5) She began to have understanding and sympathy for her abusive, control-freak boss.
My very, very favorite line in the movie -- and one that I think sums up in a nutshell the movie's real message -- is when Andrea says to a fellow writer (I'm paraphrasing here), "If a man acted the way Miranda does, nobody would say anything at all except what a great job he does."
That pretty much says it all.
I think Andrea's character arc when it comes to Miranda is 100% reasonable. She starts out hating and fearing her; she grows to have some respect and compassion for her; and in the end, she decides that the compromises Miranda has made (personal and ethical) aren't compromises she would be willing to make.

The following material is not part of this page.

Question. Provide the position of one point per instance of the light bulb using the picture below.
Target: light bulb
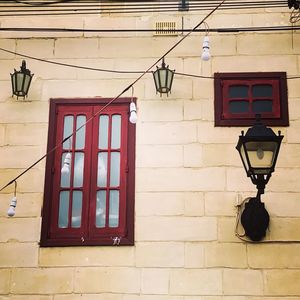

But somehow, the fact that she ever had respect for Miranda's professionalism, and compassion for the pain that her sacrifices caused her... somehow, that means she was selling her soul.
There's an essay I read in "Harry Potter and Philosophy," arguing that ambition (the defining quality of the Slytherin house) is, in fact, a virtue. And I would agree. Like most virtues, taken to extremes it can become a vice... but the willingness to focus on long-term professional goals, and to work hard and make sacrifices to reach them, is definitely a virtue. And it's a virtue that our society generally values quite highly.
But not in women. In women, ambition -- being willing to put up with shit to get where you want to go, sometimes prioritizing your career over your personal life, becoming engaged with a job even though it's ultimately not what you care about most, treating it like a job instead of a slumber party, having respect for successful high-achievers in your field, and generally taking your career seriously -- isn't considered a virtue at all.
In fact, it's more than just not a virtue. It means that you're selling your soul.